There is a growing demand for answers to questions like: How much of a watershed’s (catchment) area must be forest and where are the most important areas to maintain or restore in order to provide clean water for downstream communities? How should patches of different land uses/land covers be distributed within a rural landscape to provide flood regulation or pollination and pest control services for crops? Up to what distances might adjacent land uses affect the capacity of natural habitat to provide pest control and pollination services? Answers to these questions will help determine how different land uses and set-asides (protected designations) should be spatially distributed in the landscape in order to protect and manage ESs.
Ecosystem services valuation (ESV) is the process of assessing the contributions of ESs to certain sustainable scales, fair distribution, and efficient allocation of space and resources, like having an appropriate mix of land-use types across scales such that ESs can be maintained. There is also the need to move from general estimates to more specific statements at regional and local scales. To effectively manage changes in the flow of goods and service we need to incorporate ESV into resource management decisions. However, moving from general statements about the tremendous benefits nature provides to people to credible, quantitative estimates of ESs has proven difficult.

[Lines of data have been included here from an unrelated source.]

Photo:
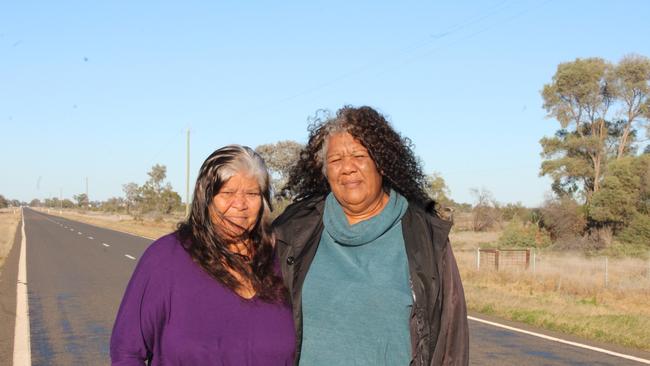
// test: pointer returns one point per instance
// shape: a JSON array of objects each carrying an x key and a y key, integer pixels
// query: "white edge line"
[
  {"x": 575, "y": 344},
  {"x": 22, "y": 347},
  {"x": 117, "y": 231}
]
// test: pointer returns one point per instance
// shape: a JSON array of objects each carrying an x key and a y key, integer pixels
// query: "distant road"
[{"x": 77, "y": 273}]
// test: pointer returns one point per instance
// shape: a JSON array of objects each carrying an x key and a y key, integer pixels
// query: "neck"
[{"x": 373, "y": 209}]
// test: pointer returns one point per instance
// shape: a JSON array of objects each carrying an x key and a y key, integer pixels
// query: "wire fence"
[{"x": 562, "y": 269}]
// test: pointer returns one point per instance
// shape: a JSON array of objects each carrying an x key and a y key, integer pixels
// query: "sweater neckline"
[{"x": 366, "y": 231}]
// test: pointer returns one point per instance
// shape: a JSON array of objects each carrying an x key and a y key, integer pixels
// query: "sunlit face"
[
  {"x": 352, "y": 174},
  {"x": 237, "y": 204}
]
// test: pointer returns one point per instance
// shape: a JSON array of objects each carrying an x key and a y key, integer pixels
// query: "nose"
[
  {"x": 239, "y": 201},
  {"x": 348, "y": 166}
]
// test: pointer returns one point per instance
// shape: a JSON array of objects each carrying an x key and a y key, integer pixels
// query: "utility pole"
[{"x": 187, "y": 177}]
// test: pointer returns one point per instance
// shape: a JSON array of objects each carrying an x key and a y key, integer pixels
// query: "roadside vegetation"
[
  {"x": 9, "y": 220},
  {"x": 590, "y": 239}
]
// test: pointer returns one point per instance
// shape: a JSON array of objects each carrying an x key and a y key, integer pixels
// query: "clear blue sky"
[{"x": 105, "y": 90}]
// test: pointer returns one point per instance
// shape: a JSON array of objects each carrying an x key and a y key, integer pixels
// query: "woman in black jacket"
[{"x": 365, "y": 256}]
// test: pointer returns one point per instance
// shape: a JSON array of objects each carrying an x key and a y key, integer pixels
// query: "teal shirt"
[{"x": 356, "y": 299}]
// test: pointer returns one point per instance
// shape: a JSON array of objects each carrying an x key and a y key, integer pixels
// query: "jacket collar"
[{"x": 305, "y": 216}]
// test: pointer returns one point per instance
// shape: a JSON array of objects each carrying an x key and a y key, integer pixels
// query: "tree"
[
  {"x": 616, "y": 203},
  {"x": 437, "y": 189},
  {"x": 279, "y": 158},
  {"x": 579, "y": 97},
  {"x": 132, "y": 194},
  {"x": 82, "y": 199},
  {"x": 485, "y": 213},
  {"x": 156, "y": 195},
  {"x": 632, "y": 78}
]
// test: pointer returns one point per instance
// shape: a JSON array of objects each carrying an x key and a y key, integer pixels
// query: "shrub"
[
  {"x": 523, "y": 235},
  {"x": 638, "y": 231},
  {"x": 564, "y": 218}
]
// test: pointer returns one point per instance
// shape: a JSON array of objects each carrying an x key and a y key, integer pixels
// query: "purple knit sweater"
[{"x": 174, "y": 313}]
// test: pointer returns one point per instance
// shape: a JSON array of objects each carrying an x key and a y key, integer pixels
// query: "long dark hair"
[
  {"x": 392, "y": 153},
  {"x": 207, "y": 244}
]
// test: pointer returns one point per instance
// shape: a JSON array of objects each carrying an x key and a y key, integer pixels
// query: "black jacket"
[{"x": 438, "y": 323}]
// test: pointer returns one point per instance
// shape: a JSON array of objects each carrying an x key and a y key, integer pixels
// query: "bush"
[
  {"x": 512, "y": 210},
  {"x": 637, "y": 232},
  {"x": 564, "y": 218},
  {"x": 523, "y": 235}
]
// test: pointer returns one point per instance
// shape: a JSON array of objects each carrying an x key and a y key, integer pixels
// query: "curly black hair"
[{"x": 393, "y": 154}]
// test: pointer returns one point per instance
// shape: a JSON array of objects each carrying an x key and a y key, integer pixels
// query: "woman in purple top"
[{"x": 210, "y": 293}]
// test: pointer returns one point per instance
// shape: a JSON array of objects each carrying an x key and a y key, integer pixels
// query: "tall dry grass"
[
  {"x": 9, "y": 219},
  {"x": 567, "y": 292}
]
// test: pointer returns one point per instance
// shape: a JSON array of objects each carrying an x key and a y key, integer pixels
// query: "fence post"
[
  {"x": 527, "y": 258},
  {"x": 606, "y": 272}
]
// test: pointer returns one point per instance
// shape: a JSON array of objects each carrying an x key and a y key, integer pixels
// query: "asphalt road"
[{"x": 77, "y": 273}]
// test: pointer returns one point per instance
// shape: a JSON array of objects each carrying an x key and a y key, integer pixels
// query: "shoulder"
[
  {"x": 162, "y": 254},
  {"x": 417, "y": 217}
]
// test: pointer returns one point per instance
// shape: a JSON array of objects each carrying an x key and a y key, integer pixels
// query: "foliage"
[
  {"x": 82, "y": 199},
  {"x": 632, "y": 82},
  {"x": 55, "y": 202},
  {"x": 516, "y": 210},
  {"x": 617, "y": 202},
  {"x": 280, "y": 157},
  {"x": 563, "y": 218},
  {"x": 637, "y": 232},
  {"x": 581, "y": 96},
  {"x": 485, "y": 214},
  {"x": 153, "y": 196},
  {"x": 437, "y": 189},
  {"x": 520, "y": 234}
]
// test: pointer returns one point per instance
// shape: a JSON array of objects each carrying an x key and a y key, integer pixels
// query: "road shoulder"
[
  {"x": 563, "y": 336},
  {"x": 8, "y": 280}
]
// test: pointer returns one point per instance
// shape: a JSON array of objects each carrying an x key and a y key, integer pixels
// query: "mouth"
[{"x": 351, "y": 183}]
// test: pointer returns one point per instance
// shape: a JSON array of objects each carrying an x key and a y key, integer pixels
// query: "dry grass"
[
  {"x": 470, "y": 240},
  {"x": 152, "y": 229},
  {"x": 9, "y": 219},
  {"x": 567, "y": 293}
]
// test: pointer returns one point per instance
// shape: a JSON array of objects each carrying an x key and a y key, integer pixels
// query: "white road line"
[
  {"x": 575, "y": 344},
  {"x": 22, "y": 348}
]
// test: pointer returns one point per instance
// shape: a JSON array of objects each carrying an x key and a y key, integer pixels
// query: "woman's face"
[
  {"x": 237, "y": 204},
  {"x": 352, "y": 174}
]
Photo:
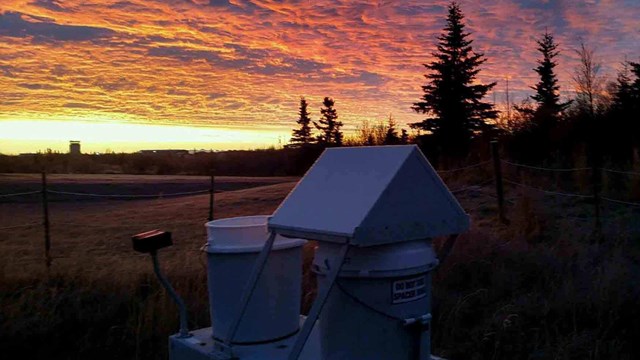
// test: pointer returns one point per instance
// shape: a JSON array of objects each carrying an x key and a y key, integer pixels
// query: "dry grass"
[{"x": 535, "y": 289}]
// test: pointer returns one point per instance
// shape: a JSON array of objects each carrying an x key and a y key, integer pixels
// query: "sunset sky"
[{"x": 223, "y": 74}]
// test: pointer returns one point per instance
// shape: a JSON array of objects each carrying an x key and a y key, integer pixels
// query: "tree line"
[{"x": 603, "y": 118}]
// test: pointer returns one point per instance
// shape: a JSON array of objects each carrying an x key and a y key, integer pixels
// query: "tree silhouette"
[
  {"x": 587, "y": 80},
  {"x": 302, "y": 136},
  {"x": 452, "y": 99},
  {"x": 547, "y": 89},
  {"x": 328, "y": 125},
  {"x": 404, "y": 137},
  {"x": 391, "y": 136}
]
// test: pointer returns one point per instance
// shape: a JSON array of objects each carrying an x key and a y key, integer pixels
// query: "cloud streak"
[{"x": 246, "y": 62}]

Among the crucial issues for obtaining reliable, quantitative estimates of ESs are those related to scales and interaction between services. Goods and services that humans obtain from ecosystems may span different scales in space and time, and can interact with one another in complex, often unpredictable ways. Improvements in the understanding of the patterns at multiple spatial and temporal scales at which ecosystem services operate are likely to provide more realistic ES values and also to improve ecosystem-based management practices.
Scales of operation of the services
Most ESs are broadly classified as operating on local, regional, global or multiple scales, and different providers of the same ES may operate across a range of spatial and temporal scales. Services can be localized, e.g., fruit from a single tree, or derived from a relatively large area, e.g., flood control by wetlands or climate regulation through carbon sequestration. ES providers are landscape- or habitat-wide or ecological community attributes, and can often be characterized by the component populations, species, functional groups (guilds), food webs or habitat types that collectively produce the services (Table 2). They can operate at different scales. So, for example, pollinators or native predators providing pest control on crops generally operate at a local scale, whereas forests contribute to climate regulation at local (shading), regional (rainfall patterns and albedo) and global (carbon sequestration) scales.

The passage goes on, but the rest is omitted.